"We're definitely experiencing a very high penetration rate of turbos," McKinley said.
In the Dart: The turbo here is especially aimed at fuel efficiency. Mike Merlo, Chrysler's chief engineer for the just-released 2013 Dodge Dart, said the turbo used in the 1.4-liter four cylinder is available throughout the entire Dart lineup, except the super-hot-rod RT model.
"Turbocharging really allows you to introduce a lot of torque in a relatively small-displacement engine," Merlo said.
How turbos work: To simplify the explanation, a turbocharger captures some of the exhaust gases from the combustion of the fuel and reuses them to power a compressor, which boosts the engine performance.
When I drove the Chevrolet Cruze and Sonic last year, I was amazed at the difference in performance from, say, the 1987 Dodge Shadow I'd driven in my college days.
Especially in the Sonic, where I wrote, "I never really felt the turbo kick in. The Sonic had adequate power at low revs, which is a surprising place for such a tiny engine to spend most of its time."
I experienced no lag under light acceleration followed by a sudden burst of power as the turbocharger kicked in.
"We're making the old response issues go away with smaller turbos and more closely coupling them to the engine," McKinley said.
Merlo actually compared today's Dart turbo to the kind of engine found in the old Shadow. The 1.4-liter in the Dart produces a sprightly 184 foot-pounds of torque. But the real breakthrough is allowing that maximum torque to show up at 2,700 r.p.m., which is extremely early in the power curve. In the old engine, it probably showed up around 4,000 r.p.m.
Other boosts: But small cars do not boost efficiency by turbochargers alone.
Rick Balsley, General Motors engineering group manager for charging, said the company had paired the turbochargers with direct fuel injection and cam phasing, which affect feeding and timing the engine to add power to engine efficiently.
"The turbo starts to make more and more sense when you do those other things," Balsley said.
Signing off: Shutdown was also a problem, once upon a the time, as the engine needed to be idled for a minute before turning it off. But new technologies address that, McKinley said.
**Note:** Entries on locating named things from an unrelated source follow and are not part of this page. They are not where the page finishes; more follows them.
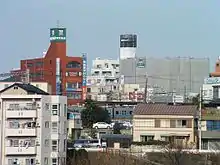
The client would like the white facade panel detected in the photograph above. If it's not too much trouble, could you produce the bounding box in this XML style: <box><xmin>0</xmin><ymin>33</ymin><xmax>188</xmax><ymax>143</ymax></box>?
<box><xmin>0</xmin><ymin>93</ymin><xmax>67</xmax><ymax>164</ymax></box>
<box><xmin>119</xmin><ymin>47</ymin><xmax>137</xmax><ymax>60</ymax></box>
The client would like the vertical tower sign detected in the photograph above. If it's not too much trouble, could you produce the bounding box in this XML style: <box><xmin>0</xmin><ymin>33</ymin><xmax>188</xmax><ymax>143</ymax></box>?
<box><xmin>50</xmin><ymin>28</ymin><xmax>66</xmax><ymax>42</ymax></box>
<box><xmin>82</xmin><ymin>54</ymin><xmax>87</xmax><ymax>100</ymax></box>
<box><xmin>56</xmin><ymin>58</ymin><xmax>61</xmax><ymax>95</ymax></box>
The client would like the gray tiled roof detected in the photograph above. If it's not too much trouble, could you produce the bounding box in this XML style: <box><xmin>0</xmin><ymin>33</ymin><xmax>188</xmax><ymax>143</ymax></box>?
<box><xmin>0</xmin><ymin>83</ymin><xmax>49</xmax><ymax>95</ymax></box>
<box><xmin>133</xmin><ymin>104</ymin><xmax>197</xmax><ymax>116</ymax></box>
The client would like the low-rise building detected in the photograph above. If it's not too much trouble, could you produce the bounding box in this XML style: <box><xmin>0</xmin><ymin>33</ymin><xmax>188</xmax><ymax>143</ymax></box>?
<box><xmin>0</xmin><ymin>83</ymin><xmax>67</xmax><ymax>165</ymax></box>
<box><xmin>133</xmin><ymin>104</ymin><xmax>197</xmax><ymax>144</ymax></box>
<box><xmin>67</xmin><ymin>109</ymin><xmax>82</xmax><ymax>140</ymax></box>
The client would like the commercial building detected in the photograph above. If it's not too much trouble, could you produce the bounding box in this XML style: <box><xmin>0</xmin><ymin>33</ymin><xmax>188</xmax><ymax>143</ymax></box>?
<box><xmin>0</xmin><ymin>83</ymin><xmax>67</xmax><ymax>165</ymax></box>
<box><xmin>133</xmin><ymin>104</ymin><xmax>197</xmax><ymax>145</ymax></box>
<box><xmin>13</xmin><ymin>28</ymin><xmax>87</xmax><ymax>105</ymax></box>
<box><xmin>201</xmin><ymin>108</ymin><xmax>220</xmax><ymax>151</ymax></box>
<box><xmin>0</xmin><ymin>79</ymin><xmax>52</xmax><ymax>94</ymax></box>
<box><xmin>119</xmin><ymin>34</ymin><xmax>137</xmax><ymax>60</ymax></box>
<box><xmin>120</xmin><ymin>57</ymin><xmax>209</xmax><ymax>97</ymax></box>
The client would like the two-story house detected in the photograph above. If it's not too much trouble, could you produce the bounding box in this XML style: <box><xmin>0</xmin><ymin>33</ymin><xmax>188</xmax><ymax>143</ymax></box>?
<box><xmin>133</xmin><ymin>104</ymin><xmax>197</xmax><ymax>144</ymax></box>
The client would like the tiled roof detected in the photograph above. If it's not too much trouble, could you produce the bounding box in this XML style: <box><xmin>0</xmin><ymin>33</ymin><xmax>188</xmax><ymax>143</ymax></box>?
<box><xmin>0</xmin><ymin>83</ymin><xmax>49</xmax><ymax>95</ymax></box>
<box><xmin>133</xmin><ymin>104</ymin><xmax>197</xmax><ymax>116</ymax></box>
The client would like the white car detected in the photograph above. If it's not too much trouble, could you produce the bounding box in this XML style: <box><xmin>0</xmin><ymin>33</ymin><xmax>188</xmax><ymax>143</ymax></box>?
<box><xmin>92</xmin><ymin>122</ymin><xmax>112</xmax><ymax>129</ymax></box>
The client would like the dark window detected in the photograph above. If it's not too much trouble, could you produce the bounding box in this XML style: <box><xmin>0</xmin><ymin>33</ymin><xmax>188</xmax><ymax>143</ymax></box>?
<box><xmin>27</xmin><ymin>63</ymin><xmax>34</xmax><ymax>67</ymax></box>
<box><xmin>67</xmin><ymin>92</ymin><xmax>82</xmax><ymax>100</ymax></box>
<box><xmin>66</xmin><ymin>61</ymin><xmax>81</xmax><ymax>68</ymax></box>
<box><xmin>87</xmin><ymin>88</ymin><xmax>91</xmax><ymax>93</ymax></box>
<box><xmin>35</xmin><ymin>61</ymin><xmax>44</xmax><ymax>67</ymax></box>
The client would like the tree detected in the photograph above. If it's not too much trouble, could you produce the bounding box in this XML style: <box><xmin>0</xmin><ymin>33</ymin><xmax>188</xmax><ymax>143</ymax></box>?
<box><xmin>81</xmin><ymin>100</ymin><xmax>111</xmax><ymax>128</ymax></box>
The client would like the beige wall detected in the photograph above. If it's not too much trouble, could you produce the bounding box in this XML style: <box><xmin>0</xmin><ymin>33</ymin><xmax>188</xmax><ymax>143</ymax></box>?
<box><xmin>133</xmin><ymin>115</ymin><xmax>194</xmax><ymax>142</ymax></box>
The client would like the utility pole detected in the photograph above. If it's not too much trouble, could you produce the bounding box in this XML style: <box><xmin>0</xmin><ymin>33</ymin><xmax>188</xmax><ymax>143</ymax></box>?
<box><xmin>144</xmin><ymin>73</ymin><xmax>148</xmax><ymax>104</ymax></box>
<box><xmin>199</xmin><ymin>88</ymin><xmax>203</xmax><ymax>151</ymax></box>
"We've gotten to the point where we're water-cooling all the center housing so you don't have to shut it down for a minute," McKinley said. "We want it to be the feel of a larger, naturally aspirating engine."
Balsley explained that for GM, a thermo siphon allows the warm coolant to rise from the turbocharger and flow back to the radiator for cooling, and the cool liquid flows back into the turbocharger. The siphon allows the cooling cycle to continue even after the engine is shut off.
Longevity: Engineers of modern turbochargers have also worked hard to make the engine and turbochargers last longer. One feat has been water-cooling the bearing section of the turbocharger.
And manufacturers are demonstrating that they are confident that the turbos will last.
"Today's turbo has the same warranty as the engine," Balsley said.